The debt-equity ratios of the 500 companies on İSO's list is 132.4 percent, while the ratio for the companies on EBSO's list reached the highest point in the last few years increasing up to 191.4 percent.

The businessmen involved in production are therefore requiring immediate measures to be taken. Dünya newspaper spoke to the chairmen of some of the most important chambers of commerce that dominate Turkey's industrial production.

While industrialist demand measures from the government , they are also critical of their own actions. These chairmen also offer various suggestions to the managers and owners of these companies.

In order to continue production under financial restrictions, the chairmen demanded macro-economic conditions that will support the profitability of industrial enterprises to be secured by the state. The main issues reported were high production costs and the decline in profits due to high interest rates.

Further, the need to ensure stability in the foreign exchange market, increasing incentives in research and development for ensuring profitability through offering value added goods, providing more research opportunities on new markets and dividends to be accounted as expenses according to tax laws are measures also demanded to be taken by the government.

Speaking to Dünya newspaper, the Chairman of Chamber of Commerce in Kocaeli, Ayhan Zeytinoğlu stated that despite high sale rates, profitability was on the decline. "The reports indicate that the companies lack equity and there is an increasing demand for borrowing while profitability rates are declining. We believe this is due to the increase in interest rates in the second half of 2013 and the exchange rate depreciation," Zeytinoğlu said. He also underlined the importance of companies to have access to various financing resources. In Kocaeli, the equities of 87 companies included in the list of top 500 businesses have decreased by 6 percent when compared to 2012. The net assets of the companies in the region have increased by 24.8 percent and employment has increased by 5.4 percent despite the drop in equities. The chairman of the Chamber of Commerce in Adana, Zeki Kıvanç also highlighted the change required in interest policies. "The figures indicated that the cost of borrowing has increased in the private sector and the high interest rates are reducing the profitability of companies. Another issue is whether short-term loans are being hedged or not.

Any kind of conjectural constriction observed in our export market result in exposure of firms to currency risk," noted Kıvanç.
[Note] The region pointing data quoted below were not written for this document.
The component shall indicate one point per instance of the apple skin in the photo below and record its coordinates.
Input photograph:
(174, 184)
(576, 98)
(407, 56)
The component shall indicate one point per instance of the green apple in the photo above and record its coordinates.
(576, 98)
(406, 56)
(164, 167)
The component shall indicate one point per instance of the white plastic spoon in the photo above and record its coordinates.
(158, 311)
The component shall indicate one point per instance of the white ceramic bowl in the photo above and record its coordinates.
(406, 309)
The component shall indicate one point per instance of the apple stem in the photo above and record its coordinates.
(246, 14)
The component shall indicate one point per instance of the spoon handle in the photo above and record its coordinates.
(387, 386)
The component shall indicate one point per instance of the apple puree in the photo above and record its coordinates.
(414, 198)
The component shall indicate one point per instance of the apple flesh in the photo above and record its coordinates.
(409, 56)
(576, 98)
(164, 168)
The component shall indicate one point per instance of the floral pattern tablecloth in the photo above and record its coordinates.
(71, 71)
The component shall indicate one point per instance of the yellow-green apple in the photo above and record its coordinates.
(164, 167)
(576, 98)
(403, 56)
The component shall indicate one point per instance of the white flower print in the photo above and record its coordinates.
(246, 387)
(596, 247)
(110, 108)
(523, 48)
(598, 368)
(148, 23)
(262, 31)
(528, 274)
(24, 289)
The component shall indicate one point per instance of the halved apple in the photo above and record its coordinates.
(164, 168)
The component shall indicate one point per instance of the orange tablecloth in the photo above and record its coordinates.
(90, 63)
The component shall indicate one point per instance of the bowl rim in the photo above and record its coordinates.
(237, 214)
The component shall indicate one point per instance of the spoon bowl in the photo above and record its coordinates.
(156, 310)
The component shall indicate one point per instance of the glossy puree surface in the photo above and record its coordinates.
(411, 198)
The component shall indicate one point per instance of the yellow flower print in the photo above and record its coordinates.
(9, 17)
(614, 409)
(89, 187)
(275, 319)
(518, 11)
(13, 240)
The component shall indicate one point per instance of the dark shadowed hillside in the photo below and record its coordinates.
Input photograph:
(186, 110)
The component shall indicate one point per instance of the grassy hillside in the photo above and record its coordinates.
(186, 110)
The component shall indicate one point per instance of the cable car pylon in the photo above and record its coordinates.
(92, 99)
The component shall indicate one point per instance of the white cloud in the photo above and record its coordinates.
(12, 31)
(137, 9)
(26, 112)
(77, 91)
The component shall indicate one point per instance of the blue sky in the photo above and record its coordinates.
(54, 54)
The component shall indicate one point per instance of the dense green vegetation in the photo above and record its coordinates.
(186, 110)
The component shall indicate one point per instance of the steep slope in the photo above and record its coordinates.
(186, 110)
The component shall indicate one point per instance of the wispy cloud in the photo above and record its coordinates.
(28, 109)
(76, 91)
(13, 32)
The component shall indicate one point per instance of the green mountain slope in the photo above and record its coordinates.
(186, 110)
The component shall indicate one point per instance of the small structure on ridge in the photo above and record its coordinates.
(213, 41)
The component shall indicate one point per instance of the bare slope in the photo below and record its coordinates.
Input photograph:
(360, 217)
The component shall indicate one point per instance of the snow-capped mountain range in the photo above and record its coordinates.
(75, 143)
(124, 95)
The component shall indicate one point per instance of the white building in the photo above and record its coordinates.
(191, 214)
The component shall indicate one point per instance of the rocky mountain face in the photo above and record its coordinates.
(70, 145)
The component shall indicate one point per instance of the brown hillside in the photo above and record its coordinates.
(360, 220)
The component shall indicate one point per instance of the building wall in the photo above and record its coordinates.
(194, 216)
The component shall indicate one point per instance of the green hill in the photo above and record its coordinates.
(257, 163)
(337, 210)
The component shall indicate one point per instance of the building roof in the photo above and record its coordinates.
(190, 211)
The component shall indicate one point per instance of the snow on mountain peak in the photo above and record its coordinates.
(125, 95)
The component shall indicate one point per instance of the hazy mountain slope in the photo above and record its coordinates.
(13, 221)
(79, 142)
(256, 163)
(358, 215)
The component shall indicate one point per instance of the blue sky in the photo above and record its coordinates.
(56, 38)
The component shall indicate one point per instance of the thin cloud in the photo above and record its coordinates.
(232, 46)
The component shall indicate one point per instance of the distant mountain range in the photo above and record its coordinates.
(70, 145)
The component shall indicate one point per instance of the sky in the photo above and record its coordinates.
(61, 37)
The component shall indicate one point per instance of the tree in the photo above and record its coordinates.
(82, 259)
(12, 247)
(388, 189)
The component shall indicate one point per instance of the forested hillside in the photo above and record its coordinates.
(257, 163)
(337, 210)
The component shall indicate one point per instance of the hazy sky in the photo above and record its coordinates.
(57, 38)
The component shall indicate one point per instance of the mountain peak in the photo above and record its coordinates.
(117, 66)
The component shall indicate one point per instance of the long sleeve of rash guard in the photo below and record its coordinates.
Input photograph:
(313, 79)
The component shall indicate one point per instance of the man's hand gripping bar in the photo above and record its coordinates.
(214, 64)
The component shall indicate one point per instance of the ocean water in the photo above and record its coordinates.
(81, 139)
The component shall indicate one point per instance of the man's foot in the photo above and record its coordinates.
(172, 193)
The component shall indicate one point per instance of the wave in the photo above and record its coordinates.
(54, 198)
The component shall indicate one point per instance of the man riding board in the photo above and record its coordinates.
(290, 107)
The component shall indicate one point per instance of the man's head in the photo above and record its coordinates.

He further said that the central bank's decision to keep the interest rates at a high level as a result of its policy that aims to maintain price stability and low inflation rates, the cost of borrowing has increased. "Therefore, Turkish companies cannot compete in the global markets. Changing the interest rate policies would increase the competitive capacity of Turkish firms," concluded Kıvanç.

The chairman of Konya Chamber of Commerce, Memiş Kütükçü on the other hand, highlighted the fact that a more active and involved development bank is required in Turkey. "Another important issue is why the private sector is borrowing. If the loans are borrowed for investments, this wouldn't cause any problems. However, if loans are used in production due to lack of operational capital, this would prevent the companies from growing," said Kütükçü.

He also blamed the increasing interest rates for the large debt-equity ratios companies are suffering from. "The top 500 enterprises in 2013 reserve 53 percent of their operating profits to cover their debts," noted Kütükçü and added, "In other words, resources that should be used for development and growth have to be used for covering financing expenses. The industrial enterprises should have access to cheap financing resources, which can be achieved by a better functioning development bank in Turkey."